In the years after the World War I, Hermann and Margrit Rupf were able to resume the expansion of their collection. In the early 1920s, they purchased the latest works by Georges Braque, André Derain, Juan Gris, Henri Laurens, Fernand Léger, Paul Klee, and Louis Moillet, and just like prior to the war, during this period hardly any time elapsed between the creation of the works and their acquisition by the Rupfs.
Kahnweiler did not manage to keep all the artists with which he worked before the war at his gallery. However, he soon landed new artists such as Paul Klee, whom he represented abroad in 1933 thanks to Rupf’s mediation.
In this gallery, you can see the artistic evolution of Juan Gris from 1913 until 1925, and confront his production to Picasso’s 1913 Violin Hanging on the Wall (Violin).

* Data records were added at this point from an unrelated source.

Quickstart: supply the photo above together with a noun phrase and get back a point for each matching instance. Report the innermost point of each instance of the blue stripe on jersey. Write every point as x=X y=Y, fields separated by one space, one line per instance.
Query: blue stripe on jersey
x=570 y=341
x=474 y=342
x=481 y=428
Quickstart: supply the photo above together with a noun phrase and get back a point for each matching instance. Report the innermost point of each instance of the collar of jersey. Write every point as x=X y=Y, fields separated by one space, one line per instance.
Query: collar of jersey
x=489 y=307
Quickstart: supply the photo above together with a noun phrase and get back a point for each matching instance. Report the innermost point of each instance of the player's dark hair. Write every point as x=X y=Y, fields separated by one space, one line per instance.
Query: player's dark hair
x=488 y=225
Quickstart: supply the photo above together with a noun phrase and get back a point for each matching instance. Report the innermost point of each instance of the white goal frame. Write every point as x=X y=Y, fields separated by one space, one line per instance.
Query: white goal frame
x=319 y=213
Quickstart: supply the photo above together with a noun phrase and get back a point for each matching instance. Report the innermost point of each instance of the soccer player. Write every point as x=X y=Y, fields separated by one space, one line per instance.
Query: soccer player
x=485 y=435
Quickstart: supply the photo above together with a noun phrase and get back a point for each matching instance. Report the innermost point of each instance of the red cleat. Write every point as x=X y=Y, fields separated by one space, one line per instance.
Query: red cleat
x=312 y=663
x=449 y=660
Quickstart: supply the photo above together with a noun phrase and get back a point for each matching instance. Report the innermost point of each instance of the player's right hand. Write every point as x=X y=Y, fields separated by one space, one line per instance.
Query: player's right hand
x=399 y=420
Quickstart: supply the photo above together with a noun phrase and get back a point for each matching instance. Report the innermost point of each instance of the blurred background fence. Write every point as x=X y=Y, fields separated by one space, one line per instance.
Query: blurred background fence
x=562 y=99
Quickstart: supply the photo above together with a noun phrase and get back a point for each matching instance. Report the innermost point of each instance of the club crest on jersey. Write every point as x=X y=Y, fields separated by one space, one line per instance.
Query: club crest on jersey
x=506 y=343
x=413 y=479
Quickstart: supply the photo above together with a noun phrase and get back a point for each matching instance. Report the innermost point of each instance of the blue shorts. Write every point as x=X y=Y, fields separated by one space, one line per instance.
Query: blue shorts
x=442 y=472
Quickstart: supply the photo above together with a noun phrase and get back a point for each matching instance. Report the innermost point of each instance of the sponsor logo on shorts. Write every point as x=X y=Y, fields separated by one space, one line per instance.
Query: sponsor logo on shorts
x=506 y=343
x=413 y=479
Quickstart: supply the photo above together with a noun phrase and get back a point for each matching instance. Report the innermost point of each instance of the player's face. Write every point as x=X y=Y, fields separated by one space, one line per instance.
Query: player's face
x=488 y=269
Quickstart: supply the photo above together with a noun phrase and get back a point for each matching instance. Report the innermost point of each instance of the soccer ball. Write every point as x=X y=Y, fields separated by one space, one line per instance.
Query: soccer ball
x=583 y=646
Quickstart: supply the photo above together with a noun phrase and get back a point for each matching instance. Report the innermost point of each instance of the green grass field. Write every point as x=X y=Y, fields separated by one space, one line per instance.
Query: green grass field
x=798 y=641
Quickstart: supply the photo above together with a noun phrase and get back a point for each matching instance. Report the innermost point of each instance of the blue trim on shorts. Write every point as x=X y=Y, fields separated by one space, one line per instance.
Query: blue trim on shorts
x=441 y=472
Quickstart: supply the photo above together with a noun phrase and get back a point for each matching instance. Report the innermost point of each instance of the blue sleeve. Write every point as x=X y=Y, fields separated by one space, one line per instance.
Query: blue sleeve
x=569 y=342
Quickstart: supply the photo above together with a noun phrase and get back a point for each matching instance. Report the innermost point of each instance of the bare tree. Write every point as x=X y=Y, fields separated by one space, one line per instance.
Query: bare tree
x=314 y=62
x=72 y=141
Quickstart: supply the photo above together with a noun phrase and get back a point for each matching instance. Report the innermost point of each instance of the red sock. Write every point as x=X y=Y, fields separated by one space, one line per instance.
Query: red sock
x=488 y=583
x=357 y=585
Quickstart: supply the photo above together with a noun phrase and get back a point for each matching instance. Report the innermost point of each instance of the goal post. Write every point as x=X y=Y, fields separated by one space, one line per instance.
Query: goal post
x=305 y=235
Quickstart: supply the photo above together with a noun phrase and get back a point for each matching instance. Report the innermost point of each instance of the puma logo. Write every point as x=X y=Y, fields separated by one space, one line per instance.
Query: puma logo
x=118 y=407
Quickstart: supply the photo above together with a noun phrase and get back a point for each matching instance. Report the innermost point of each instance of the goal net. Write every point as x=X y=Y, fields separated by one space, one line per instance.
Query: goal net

The installation of the works in this space allows to establish connections with other artists, such as Fernand Léger, whose painting Contrasts of Forms also dates from 1913, and Henri Laurens, whose works in this exhibition illustrate part of the evolution of his sculptural oeuvre, which after his early days as a Cubist, shifted to voluminous forms and the female figure.
Likewise, in this journey across the art of the 20th century, the abstract sculpture made of aluminum, Untitled, No. 85–065 (1985) mounted on the wall, is part of a series of modular works in bright colors created by Donald Judd between 1983 and 1990. All the modules are the same height, depth, and width, and in them the artist deliberately tried to avoid combinations of colors perceived as “harmonious” or “inharmonious.”